The judgment is reversed.

Wright, C. J., Peters, J., Tobriner, J., Burke, J., and Sullivan, J., concurred.

Because of defendant’s two prior felony narcotics convictions, paragraph three of section 11500 is operative. It provides in part: “If such person has been previously convicted two or more times of any felony offense described in this division . . ., the previous convictions shall be charged in the indictment or information and, if found to be true by the jury upon a jury trial or by the court upon a court trial or if admitted by the person, he shall be imprisoned in the state prison for a period of 15 years to life and shall not be eligible for release upon completion of sentence or on parole or any other basis until he has been imprisoned for a period of not less than 15 years in the state prison.”

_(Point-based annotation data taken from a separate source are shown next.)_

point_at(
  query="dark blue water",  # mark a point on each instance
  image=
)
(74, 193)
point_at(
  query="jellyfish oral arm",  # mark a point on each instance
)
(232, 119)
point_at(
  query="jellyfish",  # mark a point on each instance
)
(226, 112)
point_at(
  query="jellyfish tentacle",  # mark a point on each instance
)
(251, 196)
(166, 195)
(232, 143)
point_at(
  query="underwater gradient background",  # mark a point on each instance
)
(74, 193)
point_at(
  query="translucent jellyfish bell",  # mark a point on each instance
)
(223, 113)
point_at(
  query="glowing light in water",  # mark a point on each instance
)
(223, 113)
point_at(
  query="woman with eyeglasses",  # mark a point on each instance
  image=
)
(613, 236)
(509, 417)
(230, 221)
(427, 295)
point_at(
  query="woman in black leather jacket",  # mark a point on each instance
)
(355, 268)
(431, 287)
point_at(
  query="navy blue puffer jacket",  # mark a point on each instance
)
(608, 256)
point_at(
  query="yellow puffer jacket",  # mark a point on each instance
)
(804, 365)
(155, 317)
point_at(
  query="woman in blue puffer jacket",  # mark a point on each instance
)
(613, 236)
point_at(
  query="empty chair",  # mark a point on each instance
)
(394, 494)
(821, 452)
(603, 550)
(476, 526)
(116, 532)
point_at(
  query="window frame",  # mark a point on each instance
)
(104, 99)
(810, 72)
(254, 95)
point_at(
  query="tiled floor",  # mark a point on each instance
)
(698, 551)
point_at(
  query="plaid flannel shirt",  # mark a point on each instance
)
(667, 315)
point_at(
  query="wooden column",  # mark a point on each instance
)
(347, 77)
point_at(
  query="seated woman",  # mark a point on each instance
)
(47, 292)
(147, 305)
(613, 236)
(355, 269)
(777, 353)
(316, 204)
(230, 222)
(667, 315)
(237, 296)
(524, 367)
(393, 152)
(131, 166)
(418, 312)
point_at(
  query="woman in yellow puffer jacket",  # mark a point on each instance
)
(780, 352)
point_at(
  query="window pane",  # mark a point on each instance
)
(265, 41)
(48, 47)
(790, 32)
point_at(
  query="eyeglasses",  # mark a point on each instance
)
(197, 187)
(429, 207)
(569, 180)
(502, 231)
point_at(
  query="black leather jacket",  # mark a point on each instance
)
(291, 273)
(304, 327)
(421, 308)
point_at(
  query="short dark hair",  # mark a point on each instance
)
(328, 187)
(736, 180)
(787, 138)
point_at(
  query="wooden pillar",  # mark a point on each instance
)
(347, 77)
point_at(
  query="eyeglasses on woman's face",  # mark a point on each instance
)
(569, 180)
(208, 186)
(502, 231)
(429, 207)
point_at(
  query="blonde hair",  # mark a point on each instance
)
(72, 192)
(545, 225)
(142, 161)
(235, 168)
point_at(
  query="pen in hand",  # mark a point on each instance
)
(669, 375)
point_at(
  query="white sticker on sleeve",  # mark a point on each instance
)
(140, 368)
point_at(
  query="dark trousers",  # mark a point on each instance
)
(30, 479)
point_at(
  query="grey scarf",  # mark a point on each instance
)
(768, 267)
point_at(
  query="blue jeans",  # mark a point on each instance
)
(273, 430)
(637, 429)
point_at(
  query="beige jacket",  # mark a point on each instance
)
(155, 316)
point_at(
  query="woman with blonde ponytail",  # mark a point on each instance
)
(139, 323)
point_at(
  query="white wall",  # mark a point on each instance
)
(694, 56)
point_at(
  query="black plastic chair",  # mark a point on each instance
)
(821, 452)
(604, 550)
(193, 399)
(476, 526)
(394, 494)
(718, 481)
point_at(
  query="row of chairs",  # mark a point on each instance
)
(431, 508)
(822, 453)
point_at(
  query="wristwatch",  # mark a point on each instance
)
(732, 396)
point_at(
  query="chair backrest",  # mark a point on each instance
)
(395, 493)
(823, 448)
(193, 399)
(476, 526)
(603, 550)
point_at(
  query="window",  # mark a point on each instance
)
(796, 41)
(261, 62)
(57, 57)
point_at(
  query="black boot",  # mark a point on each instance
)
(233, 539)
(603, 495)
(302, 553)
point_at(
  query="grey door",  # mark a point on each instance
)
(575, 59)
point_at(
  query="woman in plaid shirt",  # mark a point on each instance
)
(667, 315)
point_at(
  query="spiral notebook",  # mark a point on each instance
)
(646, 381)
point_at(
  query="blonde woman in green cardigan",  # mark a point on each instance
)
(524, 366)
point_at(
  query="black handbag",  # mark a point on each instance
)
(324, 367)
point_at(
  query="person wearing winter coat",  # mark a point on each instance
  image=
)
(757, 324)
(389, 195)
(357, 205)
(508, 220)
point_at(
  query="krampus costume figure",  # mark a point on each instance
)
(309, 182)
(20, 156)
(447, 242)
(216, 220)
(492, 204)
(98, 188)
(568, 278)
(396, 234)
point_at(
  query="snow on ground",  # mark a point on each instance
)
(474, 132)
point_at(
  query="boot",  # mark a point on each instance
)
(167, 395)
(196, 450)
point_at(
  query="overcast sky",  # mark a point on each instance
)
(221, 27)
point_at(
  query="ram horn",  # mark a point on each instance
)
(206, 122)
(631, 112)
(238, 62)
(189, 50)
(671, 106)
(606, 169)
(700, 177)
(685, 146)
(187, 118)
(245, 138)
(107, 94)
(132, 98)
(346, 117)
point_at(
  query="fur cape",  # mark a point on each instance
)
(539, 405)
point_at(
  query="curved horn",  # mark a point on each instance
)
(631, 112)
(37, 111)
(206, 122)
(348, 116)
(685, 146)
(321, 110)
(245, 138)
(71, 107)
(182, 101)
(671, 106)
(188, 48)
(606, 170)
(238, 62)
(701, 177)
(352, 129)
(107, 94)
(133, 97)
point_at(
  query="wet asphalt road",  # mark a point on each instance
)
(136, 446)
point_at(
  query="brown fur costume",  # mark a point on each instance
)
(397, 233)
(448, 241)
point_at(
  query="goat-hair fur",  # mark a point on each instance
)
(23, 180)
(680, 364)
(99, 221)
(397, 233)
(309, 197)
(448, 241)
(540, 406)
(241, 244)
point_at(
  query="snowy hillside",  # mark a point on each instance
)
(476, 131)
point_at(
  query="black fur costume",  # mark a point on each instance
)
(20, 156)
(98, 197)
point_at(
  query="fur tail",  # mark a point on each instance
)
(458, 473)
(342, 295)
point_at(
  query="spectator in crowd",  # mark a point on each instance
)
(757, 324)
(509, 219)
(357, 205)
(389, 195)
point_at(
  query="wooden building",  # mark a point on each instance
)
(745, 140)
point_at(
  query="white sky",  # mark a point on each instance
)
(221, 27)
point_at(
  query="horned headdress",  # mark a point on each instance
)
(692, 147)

On direct examination by defense counsel, Rodriguez said, “[Defendant] didn’t have anything to do with it, that it wasn’t his heroin or anything.” He also answered “No, sir,” to the following questions: “Did you ever see [defendant] fix with heroin that night at all?” and “Did you at any time hand over any heroin to [defendant]?”

There was testimony by Deputy Bowlin, however, that Rodriguez told him, “We fixed.” Deputy Bowlin also testified that defendant told him the two men had fixed.

At trial, defendant denied taking heroin himself or being present when Rodriguez had fixed. Deputy Henry testified that while he was in a position to observe defendant at the fire station, he did not make a determination of whether defendant appeared to be under the influence of any narcotic or drug nor did he recall defendant having any of the characteristics of one under the influence of heroin.

21 United States Code section 174 provides in part: “Whoever fraudulently or knowingly imports or brings any narcotic drug into the United States or any territory under its control or jurisdiction, contrary to law, or receives, conceals, buys, sells, or in any manner facilitates the transportation, concealment, or sale of any such narcotic drug after being imported or brought in, knowing the same to have been imported or brought into the United States contrary to law, or conspires to commit any of such acts in violation of the laws of the United States [shall be imprisoned and may be fined] ....

“Whenever on trial for a violation of this section the defendant is shown to have or to have had possession of the narcotic drug, such possession shall be deemed sufficient evidence to authorize conviction unless the defendant explains the possession to the satisfaction of the jury.”

Under 21 United States Code section 174, possession only operates to create a presumption of transportation, concealing, receiving, buying, selling or importation. The applicability of the federal cases to our decision here is nonetheless direct. In Santore the court said such momentary possession was insufficient to justify a presumption of the activities which constitute the substantive crimes defined in section 174. The court thus related possession to the dangers which Congress sought to eliminate when it made illegal the acts of transporting, concealing, receiving, buying, selling and importing narcotics. A momentary grasp was not sufficiently related to these dangers; likewise the momentary handling by defendant Mijares was only in order to abandon the drug and not for any of the narcotic activities which the laws of this state seek to prevent.

The court in Bowens and the three cases cited therein found that the failure to instruct was error, but was harmless because the evidence showed conclusively that the defendants had the requisite knowledge. Here, there can be no claim of harmless error. As stated previously, there was sufficient evidence that defendant possessed the heroin only for purposes of disposal. Without an instruction stating that such possession was insufficient for a conviction under section 11500', the jury could have disbelieved the other incriminating evidence and believed that he had possession only in order to abandon it; yet under the instructions as given the jury would have been required to find defendant guilty no matter which version of the evidence it believed.